Using the global stage, Khan had attacked the government in New Delhi and called on the international community to recognise the Taliban. Modi on the other hand, accused Pakistan of exploiting the chaotic situation in Afghanistan.
Asserting that the destabilised Afghanistan will again emerge as a haven for international terrorists, the Pakistan PM had said that the international community must strengthen and stabilise the current government in the war-torn country.
Referring to the widespread criticism of Pakistan, Khan added, "for the current situation in Afghanistan, for some reason, Pakistan has been blamed for the turn of events, by politicians in the United States and some politicians in Europe."
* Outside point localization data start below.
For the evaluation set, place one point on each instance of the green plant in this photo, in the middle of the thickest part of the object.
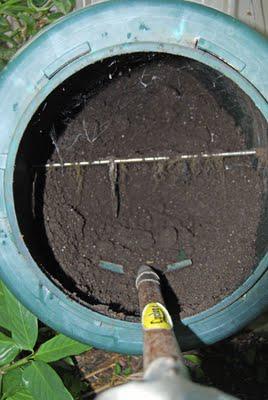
(22, 19)
(25, 370)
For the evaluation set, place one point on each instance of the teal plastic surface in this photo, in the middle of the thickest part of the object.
(74, 42)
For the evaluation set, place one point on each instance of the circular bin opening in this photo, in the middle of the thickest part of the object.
(208, 210)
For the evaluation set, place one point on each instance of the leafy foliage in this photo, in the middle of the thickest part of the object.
(22, 19)
(25, 370)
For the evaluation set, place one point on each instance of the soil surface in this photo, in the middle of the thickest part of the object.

Prime Minister Modi, in a veiled reference to Pakistan, had called on the international community to ensure that no country tries to take advantage of the delicate situation in Afghanistan and use it for its own selfish interests.
In his UNGA speech, Modi said that countries that are using terrorism as a "political tool" must understand that terrorism is an equally big threat to them. He also emphasised that women, children, and minorities in Afghanistan need help.
"We also need to ensure that no country tries to take advantage of the delicate situation in Afghanistan and use it for its own selfish interests. At this time, the people of Afghanistan, women, and children, minorities need help. We must fulfil our duties by providing them with help," PM Modi had said.
More than seven weeks after the US takeover of Afghanistan, US Deputy Secretary of State Wendy Sherman has embarked on a visit to India and Pakistan, where she is slated to hold a series of bilateral meetings with top officials of both countries.
According to Guillard, the last stage of this short stay in the Indian subcontinent offers an opportunity for the Pakistani authorities to show themselves in a less vindictive and more responsible light.
"But will they only be eager to seize this opportunity?" asked Guillard.